Interviewing a real estate agent feels awkward for a lot of people. Agents are salespeople by nature — confident, charming, and practiced at making a first impression. It is easy to leave an initial meeting feeling good about someone without ever having asked the questions that would tell you whether they are actually right for your situation.

These ten questions cut through the surface-level presentation and get to what actually matters. Ask them of every agent you are considering — and pay attention not just to what they say, but to how they say it.

1. How many transactions did you close in the last twelve months?

This is the single most important question on the list. Production volume is not everything, but it is a reliable proxy for active market engagement. An agent who closed twenty or more transactions in the last year is deeply embedded in their market — they know what is happening right now, not what was happening two years ago.

Be wary of vague answers like "quite a few" or redirects to total career volume. You want a specific number for the last twelve months. A great agent will give it to you without hesitation.

2. Is real estate your full-time profession?

This question may feel unnecessary — of course they are full-time, right? Not always. A significant number of licensed agents have other jobs or treat real estate as a secondary income source. That is fine for them — but it is not fine for you as their client. Full-time agents are more available, more knowledgeable about current market conditions, and more invested in their clients' outcomes.

3. How long have you been working in this specific market?

Years in real estate and years in your specific market are different things. An agent who has been licensed for fifteen years but just moved to your city eight months ago has fifteen years of experience and eight months of local knowledge. Both facts matter. You want an agent who has been actively working your target market long enough to have genuine neighborhood-level expertise.

A note on the interview process

Treat this like hiring a professional for any important job. Agents who are good at what they do welcome direct questions about their track record — it gives them an opportunity to demonstrate their value. An agent who seems defensive or evasive about their production history is telling you something important.

4. Can you walk me through a transaction that went sideways — and what you did?

Every experienced agent has had a deal that hit serious problems. How they handled it tells you far more about their competence and character than a story about a smooth transaction. You want to hear specific, concrete answers: the inspection revealed significant foundation issues and they renegotiated the price; financing fell through at the last minute and they helped the buyer find an alternative lender; the appraisal came in low and they built the case for the seller to hold on price.

Vague or overly positive answers to this question — or an inability to identify a challenging transaction — suggest either limited experience or a polished sales presentation that is not giving you real information.

5. What is your list-to-sale price ratio? (For sellers)

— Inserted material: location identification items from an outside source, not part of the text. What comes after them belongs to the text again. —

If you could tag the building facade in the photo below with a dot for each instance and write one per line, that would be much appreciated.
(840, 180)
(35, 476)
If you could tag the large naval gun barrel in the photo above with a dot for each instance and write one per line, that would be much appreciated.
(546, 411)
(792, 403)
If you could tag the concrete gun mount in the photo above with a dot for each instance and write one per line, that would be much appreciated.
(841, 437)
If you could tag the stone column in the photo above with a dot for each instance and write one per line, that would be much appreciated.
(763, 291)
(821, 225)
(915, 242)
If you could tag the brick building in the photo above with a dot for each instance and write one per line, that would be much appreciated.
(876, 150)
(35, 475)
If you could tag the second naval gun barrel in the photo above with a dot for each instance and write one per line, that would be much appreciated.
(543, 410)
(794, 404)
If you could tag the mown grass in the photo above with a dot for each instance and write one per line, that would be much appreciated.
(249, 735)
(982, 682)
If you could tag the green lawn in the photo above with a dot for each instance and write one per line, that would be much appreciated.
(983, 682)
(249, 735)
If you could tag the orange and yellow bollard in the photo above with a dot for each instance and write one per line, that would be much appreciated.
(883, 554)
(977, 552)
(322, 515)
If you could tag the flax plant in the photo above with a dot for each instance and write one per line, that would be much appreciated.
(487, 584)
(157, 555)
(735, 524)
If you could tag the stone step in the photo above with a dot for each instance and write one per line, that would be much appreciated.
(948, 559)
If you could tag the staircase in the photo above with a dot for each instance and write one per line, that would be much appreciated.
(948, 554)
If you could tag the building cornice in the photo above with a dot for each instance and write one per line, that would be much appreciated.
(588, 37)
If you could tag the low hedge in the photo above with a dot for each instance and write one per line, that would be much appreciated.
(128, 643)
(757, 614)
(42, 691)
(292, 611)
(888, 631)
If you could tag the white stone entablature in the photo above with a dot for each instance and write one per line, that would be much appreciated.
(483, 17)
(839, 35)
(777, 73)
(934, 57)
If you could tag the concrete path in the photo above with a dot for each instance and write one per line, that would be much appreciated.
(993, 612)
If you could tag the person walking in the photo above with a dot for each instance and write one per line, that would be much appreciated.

For sellers, this number tells you whether an agent consistently achieves close to or above the asking price, or whether they consistently fall short. A strong list-to-sale ratio reflects both accurate pricing and strong negotiating on behalf of sellers. Ask for this number and ask how it compares to the market average in your area over the same period.

6. How do you communicate with clients during a transaction?

Ask specifically: how often, through which channels, and who initiates contact. The answer will tell you whether their communication style is compatible with yours. If you want daily text updates and they prefer weekly phone calls, that is a mismatch you want to identify before you are under contract — not during.

"Great agents welcome direct questions about their track record. It gives them a chance to show their work. Evasive answers are data."

7. How many active clients are you currently working with?

This question helps you understand whether they have capacity to give you the attention your transaction deserves. An agent juggling twenty active clients simultaneously may be technically capable but practically limited in how responsive they can be. There is no universally right answer — it depends on how they operate — but you should understand where you fit in their current workload.

8. Will I be working directly with you, or with members of your team?

Many successful agents operate as part of a team, which is not inherently a problem. But if you hire a well-known agent and then discover that your day-to-day contact is a junior team member you have never met, that is not what you signed up for. Ask directly who will be attending showings, communicating with you regularly, and present at key moments in the transaction.

9. Can you provide two or three recent references?

Ask for recent references — clients from the last twelve months — and actually call them. A prepared agent will offer references without being asked. When you call, ask: how did the agent handle a problem that came up, did they communicate proactively, and would they use them again? The answers will tell you more than any Zillow review.

10. Do you have any current or past disciplinary actions on your license?

This question will feel uncomfortable to ask, and that is exactly why it is valuable. A great agent will answer it without hesitation, probably even appreciating that you are being thorough. You can also verify independently through your state's real estate commission website — it is public information. Most agents will have a clean record. When they do not, you want to know before you hire them.

What good answers look like

The right answers to these questions are specific, honest, and confident. Great agents do not need to oversell themselves — their track record does it for them. If an agent seems reluctant to share concrete numbers, deflects to vague positive statements, or appears defensive when you ask direct questions, pay attention to that. The interview is your best opportunity to evaluate whether the person you are about to entrust with your largest financial transaction is actually up to the job.